Ci si lamenta perché il mondo va a rotoli, l’ambiente collassa, molte specie faunistiche sono in pericolo di estinzione. Però non rinunciamo all’albero di Natale in casa, quello vero, l’abete.
Poi magari ci diranno che sono tagli regolamentati, che per ogni l’albero tagliato ne vengono piantati chissà quanti altri, etc.etc.
Ma perché ci commuove la deforestazione in Africa e non ci commuove l’agonia di un albero nel salotto di casa? Ci commuove sì, tranne dimenticarci della questione in questo periodo.
Che il mondo vada in modo un po’ strano si sa. In Kenya ce la mettono tutta per ripiantare alberi, il Green Belt Movement, fondato dal Nobel per la Pace, Wangari Maathai, rimane uno dei movimenti ambientalisti autoctoni più attivi nel continente, anche dopo la morte della fondatrice.
La Great Green Wall, grande muraglia verde, rimane una speranza nella desertificata regione del Sahel. Cominciata nel 2007 (non è facile capire a che punto sia realmente) dovrebbe coprire una striscia di 8000 kilometri dal Senegal (West Africa) a Djibouti (East Africa).
I motivi della deforestazione nel continente sub-sahariano sono tanti, su Voci Globali vi abbiamo dedicato vari articoli.
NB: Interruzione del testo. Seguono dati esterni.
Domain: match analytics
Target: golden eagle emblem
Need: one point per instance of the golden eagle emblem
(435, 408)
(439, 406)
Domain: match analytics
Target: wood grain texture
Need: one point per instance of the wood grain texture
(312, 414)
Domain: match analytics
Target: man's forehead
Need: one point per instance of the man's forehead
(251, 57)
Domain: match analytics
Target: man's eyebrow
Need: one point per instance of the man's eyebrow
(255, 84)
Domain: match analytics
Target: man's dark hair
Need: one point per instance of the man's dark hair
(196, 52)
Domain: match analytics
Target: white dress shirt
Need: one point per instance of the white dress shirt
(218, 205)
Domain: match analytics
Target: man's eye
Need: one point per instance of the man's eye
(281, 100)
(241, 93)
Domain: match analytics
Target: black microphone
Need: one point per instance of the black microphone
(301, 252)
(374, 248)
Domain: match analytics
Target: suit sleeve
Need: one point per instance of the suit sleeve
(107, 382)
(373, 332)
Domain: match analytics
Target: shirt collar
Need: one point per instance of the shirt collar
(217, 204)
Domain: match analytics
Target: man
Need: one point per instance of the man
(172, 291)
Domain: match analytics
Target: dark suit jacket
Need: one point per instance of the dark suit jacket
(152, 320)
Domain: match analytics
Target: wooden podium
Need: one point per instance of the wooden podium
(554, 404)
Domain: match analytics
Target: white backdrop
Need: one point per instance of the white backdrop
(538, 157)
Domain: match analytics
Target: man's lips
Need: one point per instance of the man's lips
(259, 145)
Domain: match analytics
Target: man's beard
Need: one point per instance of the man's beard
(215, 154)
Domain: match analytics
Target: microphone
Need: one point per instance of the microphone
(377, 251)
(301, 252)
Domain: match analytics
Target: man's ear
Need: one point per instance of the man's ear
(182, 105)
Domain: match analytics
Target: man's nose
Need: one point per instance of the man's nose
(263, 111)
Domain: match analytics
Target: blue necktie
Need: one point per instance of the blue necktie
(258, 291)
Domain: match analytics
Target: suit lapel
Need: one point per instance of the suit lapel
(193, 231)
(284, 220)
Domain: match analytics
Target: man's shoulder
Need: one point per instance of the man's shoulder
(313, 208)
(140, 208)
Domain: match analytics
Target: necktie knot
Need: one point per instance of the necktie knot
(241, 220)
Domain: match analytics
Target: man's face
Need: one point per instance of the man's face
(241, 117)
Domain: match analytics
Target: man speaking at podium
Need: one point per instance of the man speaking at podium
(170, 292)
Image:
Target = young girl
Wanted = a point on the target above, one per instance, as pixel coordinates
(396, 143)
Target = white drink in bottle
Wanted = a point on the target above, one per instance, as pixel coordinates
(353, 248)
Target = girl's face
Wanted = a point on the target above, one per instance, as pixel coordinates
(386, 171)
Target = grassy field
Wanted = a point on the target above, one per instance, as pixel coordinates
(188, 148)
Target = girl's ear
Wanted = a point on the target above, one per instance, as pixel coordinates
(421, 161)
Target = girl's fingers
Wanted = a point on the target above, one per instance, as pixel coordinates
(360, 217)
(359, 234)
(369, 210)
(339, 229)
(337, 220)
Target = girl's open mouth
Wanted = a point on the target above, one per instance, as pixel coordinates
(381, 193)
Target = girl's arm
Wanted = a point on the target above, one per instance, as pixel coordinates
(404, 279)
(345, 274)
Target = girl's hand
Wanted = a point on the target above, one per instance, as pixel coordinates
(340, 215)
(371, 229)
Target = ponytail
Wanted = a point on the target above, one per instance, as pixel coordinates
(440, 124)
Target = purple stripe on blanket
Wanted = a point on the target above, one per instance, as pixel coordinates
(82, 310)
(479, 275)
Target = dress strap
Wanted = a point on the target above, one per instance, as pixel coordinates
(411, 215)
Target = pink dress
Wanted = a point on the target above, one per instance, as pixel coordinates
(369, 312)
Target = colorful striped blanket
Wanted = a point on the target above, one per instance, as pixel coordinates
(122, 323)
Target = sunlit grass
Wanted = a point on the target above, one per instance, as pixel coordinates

Dalle multinazionali che invadono la terra a quelle che commerciano in legname senza soste e senza regole; dalla mancanza di cultura ambientale alla necessità dei piccoli coltivatori di far fruttare la terra al massimo e nel più breve tempo possibile.
Fatto sta che la situazione è preoccupante.
Wangari Maathai dicevea.
Quando piantiamo alberi piantiamo i semi della pace e della speranza
Al contrario, quindi, quando li sradichiamo strappiamo pace e speranza e generiamo morte.